Because of a largely nonexistent tax base, the current system is highly donor dependent which means the system is totally vulnerable. This sentiment was also echoed by development partners who also cited low government expenditure and largely ear-marked donor funding as key financial challenges [47].
Although financial barriers to care are the most important in keeping individuals and families from seeking necessary health care, there are other barriers also in the way and underutilization of care by patients who delay or forego necessary care because of financial or other barriers [48].
The geographic isolation and remoteness of [the First Nations] communities from larger urban centres has contributed to restricted access to health care and support services, and to the lack of services available in their communities [49].
Several factors particularly impede herder families’ ability to access basic health care services and life-saving medical treatment, including long distances to health services and lack of transportation; lack of money for health insurance; run-down hospitals, unqualified health personnel and lack of medical equipment; and high rates of referrals from primary to secondary/tertiary level of health care, which, in turn, are often inaccessible due to transportation and financial barriers [50].
The racial composition of the Mississippi physician population is not reflective of the racial composition of the patient population. This is a concern because patients report that they are most comfortable with a physician of their own race. A lack of diversity is also seen in the Mississippi physician human resources in respect to gender. While 25% of the nation’s physicians are female, one-half of that percentage (12–13%) is female in Mississippi [51].
Human resource challenges along the HDI
The absence of an adequately trained health-care human resources and the so-called brain drain of substantial numbers of trained professionals out of Africa is a major problem for cancer control in sub-Saharan Africa [32].
The growth of the private health sector has triggered the steady migration of senior doctors, specialists and experienced allied health professionals from the public sector to the more lucrative private healthcare sector [53].
The concern about the shortage of local personal support workers was expressed in every community […]. A number of study respondents commented on the community’s needs for increased, reliable professional health services. In particular, they noted a deficiency in home nursing services, with nursing care available only during regular working hours and not on the weekends. In some communities, the community health nurse might come once or twice a week, but only if she is not detained in some other community [49].

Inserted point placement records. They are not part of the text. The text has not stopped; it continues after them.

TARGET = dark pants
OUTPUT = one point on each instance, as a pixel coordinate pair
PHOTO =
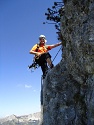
(42, 61)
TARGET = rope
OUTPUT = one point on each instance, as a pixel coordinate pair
(57, 54)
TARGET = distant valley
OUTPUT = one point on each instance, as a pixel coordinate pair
(31, 119)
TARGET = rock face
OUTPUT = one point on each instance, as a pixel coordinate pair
(68, 89)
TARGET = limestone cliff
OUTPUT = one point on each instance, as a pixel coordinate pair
(68, 89)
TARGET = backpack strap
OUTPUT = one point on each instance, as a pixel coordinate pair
(37, 47)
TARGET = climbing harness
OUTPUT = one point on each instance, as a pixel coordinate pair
(34, 65)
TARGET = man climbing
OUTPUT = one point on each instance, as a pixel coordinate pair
(42, 56)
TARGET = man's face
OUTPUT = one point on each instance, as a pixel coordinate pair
(42, 40)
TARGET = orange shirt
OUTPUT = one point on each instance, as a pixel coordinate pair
(41, 49)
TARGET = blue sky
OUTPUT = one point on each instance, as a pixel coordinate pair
(21, 23)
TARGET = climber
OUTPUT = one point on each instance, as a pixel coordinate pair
(42, 56)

The first [issue that Japan has to face] is the small number of doctors and nurses per hospital bed as well as population. This is attributable to the fact that compared with Europe and the U.S., Japan has a larger number of beds per population but fewer doctors and nurses per capita [22].
The human resource problems appear to be exacerbated by the fact that the bulk of staff working in psychiatric units are not mental health professionals by training. It was emphasized that although there are exceptions, the majority of mental health workers are general health care nurses and medical practitioners. Professionals working in the psychiatric units are largely untrained in even basic mental health care [54].
A patient may be taking drugs that either offset or potentiate one another in deleterious ways. Problems of this sort are compounded when the initial medical diagnosis is inaccurate, an event made more likely when physicians have had no exposure to geriatrics during medical school training [55].